In finishing off the last patch that failed in the multiband processing for DR2, Tom encountered the following error:

measureCoaddSources.propagateFlags INFO: Propagating flags dict_keys(['calib_psf_candidate', 'calib_psf_used', 'calib_psf_reserved', 'calib_astrometry_used', 'calib_photometry_used', 'calib_photometry_reserved']) from inputs
measureCoaddSources FATAL: Failed on dataId=DataId(initialdata={'tract': 5062, 'patch': '0,2', 'filter': 'u'}, tag=set()):
 NoResults: No locations for get: datasetType:src dataId:DataId(initialdata={'visit': 217577, 'detector': 132}, tag=set())
Tue Nov 17 15:53:40 PST 2020 wrap-shifter: executable finished with return code 1

Here the measureCoaddSources.py task is looking for flags from the src catalog outputs from the single frame processing (sfp) of visit 217577, detector 132 (R31_S20), but that file is not present in the DR2 repo.

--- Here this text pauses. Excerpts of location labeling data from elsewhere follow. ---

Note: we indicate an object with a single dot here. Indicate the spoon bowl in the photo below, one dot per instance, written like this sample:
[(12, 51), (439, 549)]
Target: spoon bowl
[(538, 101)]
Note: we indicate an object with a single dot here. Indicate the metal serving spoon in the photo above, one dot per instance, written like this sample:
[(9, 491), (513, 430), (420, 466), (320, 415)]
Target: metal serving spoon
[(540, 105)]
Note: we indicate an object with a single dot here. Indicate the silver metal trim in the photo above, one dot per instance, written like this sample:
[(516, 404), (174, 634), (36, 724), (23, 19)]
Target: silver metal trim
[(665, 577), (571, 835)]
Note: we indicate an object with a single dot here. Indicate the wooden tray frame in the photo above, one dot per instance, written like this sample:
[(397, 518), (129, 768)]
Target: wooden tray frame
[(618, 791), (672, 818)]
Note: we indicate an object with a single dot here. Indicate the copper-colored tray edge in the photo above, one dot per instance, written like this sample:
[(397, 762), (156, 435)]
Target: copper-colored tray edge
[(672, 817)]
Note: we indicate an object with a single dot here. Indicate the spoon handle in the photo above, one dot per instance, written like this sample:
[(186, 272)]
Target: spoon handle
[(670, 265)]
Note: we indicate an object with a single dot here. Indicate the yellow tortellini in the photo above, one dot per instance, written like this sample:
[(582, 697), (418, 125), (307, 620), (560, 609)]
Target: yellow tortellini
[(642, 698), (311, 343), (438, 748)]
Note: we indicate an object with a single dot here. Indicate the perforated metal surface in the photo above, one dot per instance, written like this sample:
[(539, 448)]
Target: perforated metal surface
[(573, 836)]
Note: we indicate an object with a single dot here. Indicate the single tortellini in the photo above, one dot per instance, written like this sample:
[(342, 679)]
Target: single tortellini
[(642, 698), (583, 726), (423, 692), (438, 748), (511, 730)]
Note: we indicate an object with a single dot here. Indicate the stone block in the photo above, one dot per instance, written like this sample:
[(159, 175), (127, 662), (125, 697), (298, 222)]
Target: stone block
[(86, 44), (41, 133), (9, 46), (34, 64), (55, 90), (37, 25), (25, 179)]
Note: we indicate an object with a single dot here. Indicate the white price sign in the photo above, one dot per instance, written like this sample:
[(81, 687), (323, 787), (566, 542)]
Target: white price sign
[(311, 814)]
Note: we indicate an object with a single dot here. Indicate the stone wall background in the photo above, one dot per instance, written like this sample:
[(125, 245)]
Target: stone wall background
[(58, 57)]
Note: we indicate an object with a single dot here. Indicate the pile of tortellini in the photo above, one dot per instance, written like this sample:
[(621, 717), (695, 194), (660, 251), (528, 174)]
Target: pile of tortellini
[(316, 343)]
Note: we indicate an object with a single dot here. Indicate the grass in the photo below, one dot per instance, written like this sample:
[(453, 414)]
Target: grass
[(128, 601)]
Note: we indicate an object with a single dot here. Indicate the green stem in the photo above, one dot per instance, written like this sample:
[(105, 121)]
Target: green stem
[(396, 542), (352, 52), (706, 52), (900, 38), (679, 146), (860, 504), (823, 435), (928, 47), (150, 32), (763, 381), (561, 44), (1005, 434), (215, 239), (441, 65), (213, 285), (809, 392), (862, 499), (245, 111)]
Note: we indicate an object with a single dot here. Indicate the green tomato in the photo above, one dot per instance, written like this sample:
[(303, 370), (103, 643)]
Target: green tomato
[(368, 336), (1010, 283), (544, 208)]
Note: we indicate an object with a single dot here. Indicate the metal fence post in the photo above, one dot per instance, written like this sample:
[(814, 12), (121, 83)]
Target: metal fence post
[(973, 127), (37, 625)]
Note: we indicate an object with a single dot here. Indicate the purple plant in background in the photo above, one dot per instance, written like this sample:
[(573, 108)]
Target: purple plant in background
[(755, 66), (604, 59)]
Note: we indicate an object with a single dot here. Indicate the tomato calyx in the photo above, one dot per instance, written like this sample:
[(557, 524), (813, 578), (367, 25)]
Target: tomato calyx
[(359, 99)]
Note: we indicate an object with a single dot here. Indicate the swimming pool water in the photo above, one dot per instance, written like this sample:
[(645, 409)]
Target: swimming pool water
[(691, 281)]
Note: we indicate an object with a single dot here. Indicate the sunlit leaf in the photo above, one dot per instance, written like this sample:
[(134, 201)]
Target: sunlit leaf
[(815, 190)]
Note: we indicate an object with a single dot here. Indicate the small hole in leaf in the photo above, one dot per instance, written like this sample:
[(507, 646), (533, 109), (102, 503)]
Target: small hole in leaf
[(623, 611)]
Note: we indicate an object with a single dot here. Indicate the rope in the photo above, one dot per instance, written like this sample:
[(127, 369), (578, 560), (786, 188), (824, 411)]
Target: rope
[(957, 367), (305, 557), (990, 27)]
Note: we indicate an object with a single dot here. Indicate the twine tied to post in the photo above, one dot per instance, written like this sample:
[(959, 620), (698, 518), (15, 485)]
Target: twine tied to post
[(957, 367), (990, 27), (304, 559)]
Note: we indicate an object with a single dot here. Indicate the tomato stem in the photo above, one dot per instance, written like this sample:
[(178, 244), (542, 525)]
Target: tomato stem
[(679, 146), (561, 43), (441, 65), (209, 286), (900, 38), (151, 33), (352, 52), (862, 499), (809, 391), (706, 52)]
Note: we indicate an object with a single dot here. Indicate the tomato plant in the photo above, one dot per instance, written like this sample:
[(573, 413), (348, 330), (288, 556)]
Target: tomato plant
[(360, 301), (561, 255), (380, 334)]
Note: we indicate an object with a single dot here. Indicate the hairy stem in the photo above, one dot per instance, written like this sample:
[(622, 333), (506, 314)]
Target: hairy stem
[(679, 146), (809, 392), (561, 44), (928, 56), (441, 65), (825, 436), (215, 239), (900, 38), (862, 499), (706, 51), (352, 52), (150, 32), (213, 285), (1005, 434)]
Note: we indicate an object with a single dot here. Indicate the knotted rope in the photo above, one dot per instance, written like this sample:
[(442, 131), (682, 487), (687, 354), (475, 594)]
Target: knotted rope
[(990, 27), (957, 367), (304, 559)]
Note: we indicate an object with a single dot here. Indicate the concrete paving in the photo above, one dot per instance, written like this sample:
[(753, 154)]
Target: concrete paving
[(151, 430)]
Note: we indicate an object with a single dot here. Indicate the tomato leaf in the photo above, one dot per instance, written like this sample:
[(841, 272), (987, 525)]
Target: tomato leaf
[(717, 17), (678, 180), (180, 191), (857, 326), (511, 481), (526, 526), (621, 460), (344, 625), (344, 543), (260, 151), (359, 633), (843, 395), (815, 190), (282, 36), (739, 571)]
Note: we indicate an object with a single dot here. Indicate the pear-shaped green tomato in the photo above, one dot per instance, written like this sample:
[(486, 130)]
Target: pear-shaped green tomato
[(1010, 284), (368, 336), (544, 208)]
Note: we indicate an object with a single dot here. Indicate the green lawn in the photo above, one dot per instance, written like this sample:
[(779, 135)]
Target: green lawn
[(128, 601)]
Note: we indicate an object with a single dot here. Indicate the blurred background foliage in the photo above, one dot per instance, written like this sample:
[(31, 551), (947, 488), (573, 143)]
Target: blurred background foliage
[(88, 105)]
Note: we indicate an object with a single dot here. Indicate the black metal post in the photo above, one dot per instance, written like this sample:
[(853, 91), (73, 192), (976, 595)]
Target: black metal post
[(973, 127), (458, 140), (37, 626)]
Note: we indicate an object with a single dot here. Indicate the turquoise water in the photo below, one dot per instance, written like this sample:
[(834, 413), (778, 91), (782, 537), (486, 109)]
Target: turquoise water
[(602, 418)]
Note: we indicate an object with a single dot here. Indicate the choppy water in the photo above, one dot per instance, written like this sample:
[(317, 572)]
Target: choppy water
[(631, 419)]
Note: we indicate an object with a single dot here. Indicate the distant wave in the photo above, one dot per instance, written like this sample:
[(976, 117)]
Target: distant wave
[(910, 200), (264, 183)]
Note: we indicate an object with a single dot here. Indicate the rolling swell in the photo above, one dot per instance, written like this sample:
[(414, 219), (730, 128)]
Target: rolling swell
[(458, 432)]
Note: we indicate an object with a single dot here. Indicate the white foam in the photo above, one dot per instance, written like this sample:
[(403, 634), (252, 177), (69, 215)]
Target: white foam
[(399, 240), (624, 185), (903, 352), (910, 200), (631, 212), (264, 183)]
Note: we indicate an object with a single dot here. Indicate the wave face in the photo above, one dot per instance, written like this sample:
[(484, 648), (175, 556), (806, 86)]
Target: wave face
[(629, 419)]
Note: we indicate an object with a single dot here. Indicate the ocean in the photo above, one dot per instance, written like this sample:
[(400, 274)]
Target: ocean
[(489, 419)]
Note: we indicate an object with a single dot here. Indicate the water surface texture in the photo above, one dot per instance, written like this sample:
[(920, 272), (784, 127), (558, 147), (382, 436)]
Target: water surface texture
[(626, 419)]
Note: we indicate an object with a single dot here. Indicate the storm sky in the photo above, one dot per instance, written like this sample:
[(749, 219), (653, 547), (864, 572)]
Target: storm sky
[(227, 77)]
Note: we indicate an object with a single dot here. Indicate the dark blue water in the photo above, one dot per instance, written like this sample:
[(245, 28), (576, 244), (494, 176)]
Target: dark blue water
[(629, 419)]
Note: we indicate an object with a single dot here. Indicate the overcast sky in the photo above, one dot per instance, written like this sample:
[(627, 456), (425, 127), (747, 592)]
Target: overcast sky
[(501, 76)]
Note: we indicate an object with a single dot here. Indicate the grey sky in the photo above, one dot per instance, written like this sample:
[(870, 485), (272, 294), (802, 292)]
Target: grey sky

This sensor-visit is in one of the rafts that straddle the DDF boundary in that visit, so the sfp output folders for that raft would contain data products for both Run3.1i and Run2.2i sensor-visits. The Run3.1i data were ingested into the DR2 directly, sfp was run on those data, and so the sfp outputs have physical locations in the DR2 repo. For Run2.2i data, rather than ingesting everything from scratch and re-doing all the processing, we planned to symlink the existing sfp data products into the desired folders. This script was run to make those symlinks.

Unfortunately, after looking at other raft-visits that straddle DDF boundary, I found a number of other cases where there are missing Run2.2i sensors. Here is a plot of all of the missing sensor-visits (shown in red) for raft-visits that overlap with the DDF:

DR2_missing_Run2 2i_sensor_visits

The two missing sensor-visits within the DDF boundary are the ones I noted here and so are expected to be missing.

The reason that those other missing sensor-visits didn't trigger the same error as the one noted above is that the warps for those patches were based on the data in the DR2 repo, so the warps (and associated coadds) didn't expect to find those sensor-visits. The coadd that triggered the error included a pre-existing warp file that was copied over from CC-IN2P3, where that sensor-visit was present.

The next step is to make those missing symlinks, regenerate the warps for the affected patches, and then redo the coadd and multiband processing for those patches.

I've attached a file with the list of the 137 affected patches.